Understanding Image Data

The illustrations in this documentation show the video stream and the contents of the memory buffer as a sequence of individual frames. In reality, each frame is a multidimensional array. The following figure illustrates the format of an individual frame.

Format of an Individual Frame

The following sections describes how the toolbox

This section also describes several ways to view acquired image data.

Determining the Dimensions of Image Data

The video format used by the image acquisition device is the primary determinant of the width, height, and the number of bands in each image frame. Image acquisition devices typically support multiple video formats. You select the video format when you create the video input object (described in Specifying the Video Format). The video input object stores the video format in the VideoFormat property.

Industry-standard video formats, such as RS170 or PAL, include specifications of the image frame width and height, referred to as the image resolution. For example, the RS170 standard defines the width and height of the image frame as 640-by-480 pixels. Other devices, such as digital cameras, support the definition of many different, nonstandard image resolutions.

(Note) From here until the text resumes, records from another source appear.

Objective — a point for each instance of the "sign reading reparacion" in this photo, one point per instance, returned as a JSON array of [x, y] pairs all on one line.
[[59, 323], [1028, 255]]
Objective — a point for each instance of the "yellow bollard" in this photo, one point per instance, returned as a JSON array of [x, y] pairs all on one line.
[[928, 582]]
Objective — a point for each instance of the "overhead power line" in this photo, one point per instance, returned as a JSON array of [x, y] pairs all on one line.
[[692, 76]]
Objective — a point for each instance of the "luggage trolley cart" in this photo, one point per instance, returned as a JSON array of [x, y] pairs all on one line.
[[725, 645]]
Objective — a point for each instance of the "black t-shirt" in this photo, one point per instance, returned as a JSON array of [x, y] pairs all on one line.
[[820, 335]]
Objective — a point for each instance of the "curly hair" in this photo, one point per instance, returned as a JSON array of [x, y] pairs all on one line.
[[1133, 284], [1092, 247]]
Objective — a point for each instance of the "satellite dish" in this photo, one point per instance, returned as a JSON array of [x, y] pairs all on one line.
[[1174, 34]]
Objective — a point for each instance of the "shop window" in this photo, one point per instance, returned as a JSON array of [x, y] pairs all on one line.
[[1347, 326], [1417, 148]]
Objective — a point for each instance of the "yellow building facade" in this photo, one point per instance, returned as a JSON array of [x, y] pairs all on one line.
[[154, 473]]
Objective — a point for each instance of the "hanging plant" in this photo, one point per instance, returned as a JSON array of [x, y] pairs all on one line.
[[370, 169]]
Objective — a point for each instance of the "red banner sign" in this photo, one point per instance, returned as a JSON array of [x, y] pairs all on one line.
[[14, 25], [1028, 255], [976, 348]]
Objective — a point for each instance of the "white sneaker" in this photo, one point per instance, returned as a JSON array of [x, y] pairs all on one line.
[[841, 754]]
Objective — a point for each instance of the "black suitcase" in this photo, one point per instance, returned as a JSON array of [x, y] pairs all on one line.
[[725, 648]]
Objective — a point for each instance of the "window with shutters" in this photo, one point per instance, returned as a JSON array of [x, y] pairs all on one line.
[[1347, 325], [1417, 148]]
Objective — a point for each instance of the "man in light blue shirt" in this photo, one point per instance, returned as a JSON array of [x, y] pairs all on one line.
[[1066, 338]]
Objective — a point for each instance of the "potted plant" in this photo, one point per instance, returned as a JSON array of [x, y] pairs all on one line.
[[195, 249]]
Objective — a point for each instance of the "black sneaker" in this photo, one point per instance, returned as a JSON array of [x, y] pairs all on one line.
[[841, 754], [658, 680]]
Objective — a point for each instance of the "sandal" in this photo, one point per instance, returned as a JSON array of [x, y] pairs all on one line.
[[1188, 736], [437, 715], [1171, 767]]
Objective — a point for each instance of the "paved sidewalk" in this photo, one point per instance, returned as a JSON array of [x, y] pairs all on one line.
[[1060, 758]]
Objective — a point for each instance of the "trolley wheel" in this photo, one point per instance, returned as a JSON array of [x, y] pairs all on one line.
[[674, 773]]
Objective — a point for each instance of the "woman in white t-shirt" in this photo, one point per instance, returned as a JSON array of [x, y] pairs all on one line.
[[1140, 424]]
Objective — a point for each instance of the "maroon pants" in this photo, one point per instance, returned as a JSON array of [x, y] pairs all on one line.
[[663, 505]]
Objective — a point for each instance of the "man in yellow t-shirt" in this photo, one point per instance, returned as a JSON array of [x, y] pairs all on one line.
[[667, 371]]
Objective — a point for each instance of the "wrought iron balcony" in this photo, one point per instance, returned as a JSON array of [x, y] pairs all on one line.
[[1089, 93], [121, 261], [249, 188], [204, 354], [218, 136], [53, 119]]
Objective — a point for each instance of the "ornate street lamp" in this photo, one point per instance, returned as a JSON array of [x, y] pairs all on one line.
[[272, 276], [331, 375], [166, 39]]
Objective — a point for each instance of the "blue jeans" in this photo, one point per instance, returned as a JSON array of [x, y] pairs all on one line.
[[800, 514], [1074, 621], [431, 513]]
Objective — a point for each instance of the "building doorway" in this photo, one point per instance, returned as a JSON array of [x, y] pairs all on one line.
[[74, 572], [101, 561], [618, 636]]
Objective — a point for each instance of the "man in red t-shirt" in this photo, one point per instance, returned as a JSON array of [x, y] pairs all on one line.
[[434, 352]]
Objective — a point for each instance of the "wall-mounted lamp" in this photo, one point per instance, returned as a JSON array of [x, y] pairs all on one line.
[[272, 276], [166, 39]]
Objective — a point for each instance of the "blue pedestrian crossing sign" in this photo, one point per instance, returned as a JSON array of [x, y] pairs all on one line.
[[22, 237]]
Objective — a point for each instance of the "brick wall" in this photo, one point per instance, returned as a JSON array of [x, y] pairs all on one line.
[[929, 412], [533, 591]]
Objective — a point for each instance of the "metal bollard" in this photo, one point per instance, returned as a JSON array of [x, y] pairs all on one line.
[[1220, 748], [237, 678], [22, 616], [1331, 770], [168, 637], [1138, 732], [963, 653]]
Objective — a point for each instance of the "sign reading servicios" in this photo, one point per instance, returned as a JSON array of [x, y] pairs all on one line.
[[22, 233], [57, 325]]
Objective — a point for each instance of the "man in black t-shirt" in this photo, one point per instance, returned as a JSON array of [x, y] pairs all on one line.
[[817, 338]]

The video input object stores the video resolution in the VideoResolution property.

Each image frame is three dimensional; however, the video format determines the number of bands in the third dimension. For color video formats, such as RGB, each image frame has three bands: one each for the red, green, and blue data. Other video formats, such as the grayscale RS170 standard, have only a single band. The video input object stores the size of the third dimension in the NumberOfBands property.

    Note   Because devices typically express video resolution as width-by-height, the toolbox uses this convention for the VideoResolution property. However, when data is brought into the MATLAB® workspace, the image frame dimensions are listed in reverse order, height-by-width, because MATLAB expresses matrix dimensions as row-by-column.

ROIs and Image Dimensions

When you specify a region-of-interest (ROI) in the image being captured, the dimensions of the ROI determine the dimensions of the image frames returned. The VideoResolution property specifies the dimensions of the image data being provided by the device; the ROIPosition property specifies the dimensions of the image frames being logged. See the ROIPosition property reference page for more information.

Video Format and Image Dimensions

The following example illustrates how video format affects the size of the image frames returned.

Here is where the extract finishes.